During the years, a few alterations had occurred in the way Lee treated his family. When I discovered that he preferred to put them up at hotels rather than let them stay with him during their visits to Vegas or Palm Springs, I’d become very upset. “For God’s sake, Lee,” I had argued, “they’re your
family.
How can you ask them to stay in a hotel when we have so much room?”

I don’t know if I changed Lee’s way of thinking or if he was simply growing older and mellower, but he now permitted members of his family to stay in his homes. The tensions that kept the family divided for so many years had slowly dissipated. I was genuinely fond of Angie, George, and Mama Liberace, and delighted to see the Liberaces draw closer together. It made me very happy to think that I’d played some small part in making that happen. So Angie was with us during Lee’s recovery. She would play an even greater role in his life in the years to come.

A few days after we arrived at the Cloisters Lee’s dressings were removed. He looked awful. His face was badly swollen, the skin mottled with black-and-blue marks and covered with scabs from the peel. Lee refused to have anyone see him in that condition. His closest associates, Heller and Arnett, were barred from the house. For the next few weeks, while Lee healed, he and I and Angie and Startz were holed up in the Cloisters. Seeing how bad Lee looked sure gave me second thoughts about my own impending operation.
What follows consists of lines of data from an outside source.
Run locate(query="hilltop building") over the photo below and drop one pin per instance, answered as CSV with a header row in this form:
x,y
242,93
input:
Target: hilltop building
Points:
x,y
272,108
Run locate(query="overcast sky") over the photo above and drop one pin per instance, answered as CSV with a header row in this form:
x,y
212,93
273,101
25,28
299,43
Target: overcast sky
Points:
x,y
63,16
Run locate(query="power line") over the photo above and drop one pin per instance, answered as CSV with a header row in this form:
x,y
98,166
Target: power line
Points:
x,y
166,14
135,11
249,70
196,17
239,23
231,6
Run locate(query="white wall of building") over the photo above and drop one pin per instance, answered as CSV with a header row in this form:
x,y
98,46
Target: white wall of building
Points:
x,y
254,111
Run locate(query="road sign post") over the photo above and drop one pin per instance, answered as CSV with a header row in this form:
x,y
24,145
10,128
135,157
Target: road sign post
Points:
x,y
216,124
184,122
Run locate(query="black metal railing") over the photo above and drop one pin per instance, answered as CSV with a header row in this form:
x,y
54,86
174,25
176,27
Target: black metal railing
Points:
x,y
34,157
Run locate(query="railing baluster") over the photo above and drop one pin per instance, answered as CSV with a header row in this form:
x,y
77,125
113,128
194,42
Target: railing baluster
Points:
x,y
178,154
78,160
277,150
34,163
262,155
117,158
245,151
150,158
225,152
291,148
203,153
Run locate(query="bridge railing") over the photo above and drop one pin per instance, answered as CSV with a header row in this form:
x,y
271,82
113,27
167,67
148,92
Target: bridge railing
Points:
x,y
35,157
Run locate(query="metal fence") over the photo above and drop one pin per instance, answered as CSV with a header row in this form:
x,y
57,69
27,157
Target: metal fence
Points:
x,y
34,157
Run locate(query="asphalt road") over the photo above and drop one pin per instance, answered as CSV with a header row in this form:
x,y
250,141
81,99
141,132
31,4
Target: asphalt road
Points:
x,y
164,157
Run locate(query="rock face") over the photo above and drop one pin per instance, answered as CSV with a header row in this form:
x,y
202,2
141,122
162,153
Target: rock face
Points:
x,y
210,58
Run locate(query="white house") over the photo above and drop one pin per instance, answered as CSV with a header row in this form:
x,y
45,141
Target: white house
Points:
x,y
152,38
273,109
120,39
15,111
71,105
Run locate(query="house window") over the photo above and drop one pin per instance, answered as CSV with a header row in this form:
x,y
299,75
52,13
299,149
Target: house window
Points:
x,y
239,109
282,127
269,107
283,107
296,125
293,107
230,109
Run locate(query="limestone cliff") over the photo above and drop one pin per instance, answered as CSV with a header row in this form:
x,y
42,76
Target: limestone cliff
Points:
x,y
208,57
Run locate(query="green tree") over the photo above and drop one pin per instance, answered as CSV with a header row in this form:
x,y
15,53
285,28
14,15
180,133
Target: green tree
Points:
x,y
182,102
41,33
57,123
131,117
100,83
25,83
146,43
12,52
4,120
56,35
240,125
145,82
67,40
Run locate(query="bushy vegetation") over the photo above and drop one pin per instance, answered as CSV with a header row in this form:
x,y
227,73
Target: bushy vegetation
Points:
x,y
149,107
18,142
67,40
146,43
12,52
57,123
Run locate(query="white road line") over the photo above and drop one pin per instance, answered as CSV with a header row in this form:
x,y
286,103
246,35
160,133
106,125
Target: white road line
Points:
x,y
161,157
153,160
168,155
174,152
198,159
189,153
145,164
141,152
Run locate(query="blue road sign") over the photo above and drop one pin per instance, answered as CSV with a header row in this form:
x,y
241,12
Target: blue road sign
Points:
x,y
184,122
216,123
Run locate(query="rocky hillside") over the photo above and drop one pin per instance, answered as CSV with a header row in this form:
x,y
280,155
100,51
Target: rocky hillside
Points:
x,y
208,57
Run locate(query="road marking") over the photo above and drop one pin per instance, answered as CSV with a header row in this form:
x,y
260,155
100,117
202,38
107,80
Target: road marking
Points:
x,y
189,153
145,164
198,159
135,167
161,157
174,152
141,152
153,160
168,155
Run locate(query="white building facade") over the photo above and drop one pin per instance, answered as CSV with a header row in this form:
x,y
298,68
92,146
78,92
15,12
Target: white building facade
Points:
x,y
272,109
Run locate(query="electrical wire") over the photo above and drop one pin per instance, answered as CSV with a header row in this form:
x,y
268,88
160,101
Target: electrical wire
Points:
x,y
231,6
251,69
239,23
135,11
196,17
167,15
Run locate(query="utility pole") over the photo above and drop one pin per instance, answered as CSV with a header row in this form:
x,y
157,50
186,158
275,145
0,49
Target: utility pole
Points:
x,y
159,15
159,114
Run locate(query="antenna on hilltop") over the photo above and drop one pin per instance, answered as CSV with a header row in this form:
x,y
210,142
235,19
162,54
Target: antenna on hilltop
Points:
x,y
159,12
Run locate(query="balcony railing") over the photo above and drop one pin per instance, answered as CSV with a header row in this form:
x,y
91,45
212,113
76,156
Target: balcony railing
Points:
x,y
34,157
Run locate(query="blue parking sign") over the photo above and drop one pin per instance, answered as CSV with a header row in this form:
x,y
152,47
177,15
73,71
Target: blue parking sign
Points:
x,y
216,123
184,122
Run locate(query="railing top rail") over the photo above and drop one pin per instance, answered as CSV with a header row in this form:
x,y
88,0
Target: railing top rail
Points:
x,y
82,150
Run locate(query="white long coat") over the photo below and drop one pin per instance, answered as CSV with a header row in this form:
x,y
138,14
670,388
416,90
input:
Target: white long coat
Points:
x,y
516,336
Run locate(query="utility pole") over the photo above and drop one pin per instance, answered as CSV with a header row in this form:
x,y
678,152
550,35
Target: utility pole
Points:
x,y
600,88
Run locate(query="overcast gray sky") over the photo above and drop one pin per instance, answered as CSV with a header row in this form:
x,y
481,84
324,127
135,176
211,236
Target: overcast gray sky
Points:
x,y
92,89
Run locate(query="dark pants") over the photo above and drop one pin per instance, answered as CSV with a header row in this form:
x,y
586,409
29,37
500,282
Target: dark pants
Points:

But, in view of the fact that Lee had his heart set on having me transformed into a Liberace look-alike, it was too late to back out.

The Hollywood Diet was working. Although I couldn’t eat at all, Startz encouraged me to drink with him. We partied all day. I was in a complete fog from the time I took my first pill in the morning until I fell into bed at night. The old Scott Thorson was beginning to emerge from the blubber I’d acquired over the last few years. I could see the growing approval in Lee’s eyes every time he looked at me, and that encouraged me to continue with the regimen. Ultimately, I dropped more than the promised fifteen pounds in the weeks between his surgery and mine. My goal was to lose sixty.

Meanwhile, Lee felt and looked better every day. First, the swelling and discoloration receded. Then one day he came out of the shower and all his scabs had washed away. His skin looked pink, shiny, new and unlined. Lee could easily be taken for a man in his late forties rather than a sixty-year-old. As far as he was concerned, Startz had worked a miracle. For the first time in years Lee looked as good as he felt. He wasted no time ordering several new wigs, with dark hair instead of gray, to match his youthful appearance. He began seeing people again and everyone complimented him on the way he looked.